La Corte territoriale in tale occasione aveva infatti ritenuto applicabile l’art. 20151 c.c. di cui sopra si è fatto breve cenno. Sussiste infatti un effettivo potere di controllo da parte del Comune sulla strada di cui è custode, e che era “non distante dal perimetro urbano e notoriamente frequentata da ciclisti anche per il suo carattere turistico”.
Nesso causale tra condizione anomala del manto e caduta
Per la Corte territoriale, infatti, la responsabilità del Comune discendeva anche dall’accertamento del nesso causale tra la condizione anomala del manto stradale e la caduta, a causa di buche localizzate al centro della strada, senza segnalazione di pericolo. Gli stessi ciclisti che precedevano il danneggiato erano riusciti ad evitare tali pericoli solo all’ultimo momento. Di contro, il Comune non aveva offerto la prova del caso fortuito, ovvero nell’eventuale “discolpa” che sarebbe derivata dal provare l’eccezionalità e l’imprevedibilità dell’utente della strada. Per il giudice, però, anche il danneggiato era in colpa parziale, perché avrebbe dovuto e potuto porre maggiore attenzione nell’incedere, procedendo con particolare prudenza e avvedutezza, riducendo anche la velocità, “non potendo il medesimo fare affidamento su un perfetto stato di manutenzione del manto stradale”.
Nesso causale tra cosa in custodia e danno
Sulla base di tale pronuncia, il Comune sceglie di proporre ricorso in Cassazione.

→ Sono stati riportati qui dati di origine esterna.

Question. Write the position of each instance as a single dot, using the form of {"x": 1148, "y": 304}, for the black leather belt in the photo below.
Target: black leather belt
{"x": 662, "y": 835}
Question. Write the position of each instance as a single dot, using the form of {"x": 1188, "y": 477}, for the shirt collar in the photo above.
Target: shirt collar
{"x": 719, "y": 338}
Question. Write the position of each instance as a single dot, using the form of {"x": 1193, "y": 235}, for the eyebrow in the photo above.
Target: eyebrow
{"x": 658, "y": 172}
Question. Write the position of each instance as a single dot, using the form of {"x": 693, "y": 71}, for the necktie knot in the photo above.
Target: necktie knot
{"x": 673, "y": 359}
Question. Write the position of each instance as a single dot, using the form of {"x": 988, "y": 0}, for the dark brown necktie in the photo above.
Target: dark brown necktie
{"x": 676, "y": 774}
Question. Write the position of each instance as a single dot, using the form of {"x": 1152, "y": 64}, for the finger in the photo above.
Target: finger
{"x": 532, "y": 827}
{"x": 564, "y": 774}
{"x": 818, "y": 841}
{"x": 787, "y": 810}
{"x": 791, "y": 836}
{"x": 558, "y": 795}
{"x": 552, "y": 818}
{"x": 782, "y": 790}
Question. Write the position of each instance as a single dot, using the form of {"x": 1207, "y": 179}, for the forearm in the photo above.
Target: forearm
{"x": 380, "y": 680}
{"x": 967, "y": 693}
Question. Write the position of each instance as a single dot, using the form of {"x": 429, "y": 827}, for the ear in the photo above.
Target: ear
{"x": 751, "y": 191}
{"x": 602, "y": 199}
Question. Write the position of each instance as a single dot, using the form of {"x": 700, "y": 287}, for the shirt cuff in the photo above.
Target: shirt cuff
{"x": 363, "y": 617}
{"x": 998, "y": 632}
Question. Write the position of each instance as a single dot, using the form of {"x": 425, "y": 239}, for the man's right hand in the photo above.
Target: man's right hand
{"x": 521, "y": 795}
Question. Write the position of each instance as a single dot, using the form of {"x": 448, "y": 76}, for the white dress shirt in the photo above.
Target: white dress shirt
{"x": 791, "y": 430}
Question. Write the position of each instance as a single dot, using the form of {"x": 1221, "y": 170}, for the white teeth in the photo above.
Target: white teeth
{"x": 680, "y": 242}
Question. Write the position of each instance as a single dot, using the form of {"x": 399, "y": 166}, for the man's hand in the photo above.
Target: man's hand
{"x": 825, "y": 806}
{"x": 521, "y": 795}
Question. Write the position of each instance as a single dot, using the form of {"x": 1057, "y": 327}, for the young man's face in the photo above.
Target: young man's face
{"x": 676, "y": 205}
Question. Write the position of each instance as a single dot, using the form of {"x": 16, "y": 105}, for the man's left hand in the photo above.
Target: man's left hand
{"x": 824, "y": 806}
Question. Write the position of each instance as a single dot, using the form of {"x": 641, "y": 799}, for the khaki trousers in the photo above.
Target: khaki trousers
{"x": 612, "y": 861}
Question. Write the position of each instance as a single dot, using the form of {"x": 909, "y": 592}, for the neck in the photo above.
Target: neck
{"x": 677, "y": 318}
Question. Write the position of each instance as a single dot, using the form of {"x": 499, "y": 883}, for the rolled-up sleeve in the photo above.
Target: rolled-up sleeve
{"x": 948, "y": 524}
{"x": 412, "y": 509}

Qui contesta le valutazioni del giudice territoriale e in particolare la sussistenza del nesso causale tra la cosa in custodia e il danno. Afferma che il ciclista non avesse prestato la giusta attenzione, diligenza e prudenza nella situazione in cui si trovava. La buca era poi di dimensioni tali da risultare visibile a una distanza compatibile con la possibilità di attuare lo spostamento del proprio mezzo e, dunque, aggirare facilmente il pericolo.
La decisione degli Ermellini è tuttavia in senso discretamente sfavorevole rispetto all’amministrazione comunale, rammentando innanzitutto come l’ente proprietario di una strada aperto al pubblico (il Comune) si presume responsabile dei sinistri che sono riconducibili alle situazioni di pericolo connesse alla struttura e alle pertinenze, indipendentemente dalla sua estensione.
Il criterio di imputazione della responsabilità
Nella pronuncia la Corte ricorda anche che il criterio di imputazione della responsabilità sul custode della cosa per i danni cagionati da questa prescinde da qualunque connotato di colpa, così che incombe al soggetto provare il rapporto causale tra la cosa e l’evento dannoso, in modo indipendente dalla pericolosità e dalle caratteristiche della cosa.
Di contro, prosegue la Corte, la deduzione di omissioni, violazioni di obblighi di legge di regole tecniche o di criteri di comune prudenza da parte del custode, sarebbe rilevante esclusivamente ai fini della fattispecie di cui all’art. 2043 c.c., salvo che la deduzione non sia diretta solo a dimostrare lo stato della cosa e la sua capacità di recare danno, a sostenere allegazione e prova del rapporto causale di cui sopra.
Nelle loro motivazioni gli Ermellini affermano inoltre che nella categoria delle cause di esclusione della responsabilità oggettiva per danno da cose, la condotta del soggetto danneggiato che entra in iterazione con queste si atteggia in modo diverso sulla base del grado di incidenza causale sull’evento dannoso, ex art. 1227 c.c.
Conclude la Suprema Corte che “quanto più la situazione di possibile danno è suscettibile di essere prevista e superata attraverso l’adozione delle cautele” da parte del danneggiato “normalmente attese in rapporto alle circostanze, tanto più incidente deve considerarsi l’efficienza causale del comportamento imprudente del medesimo nel dinamismo causale del danno, fino a rendere possibile che detto comportamento interrompa il nesso eziologico tra fatto ed evento dannoso”.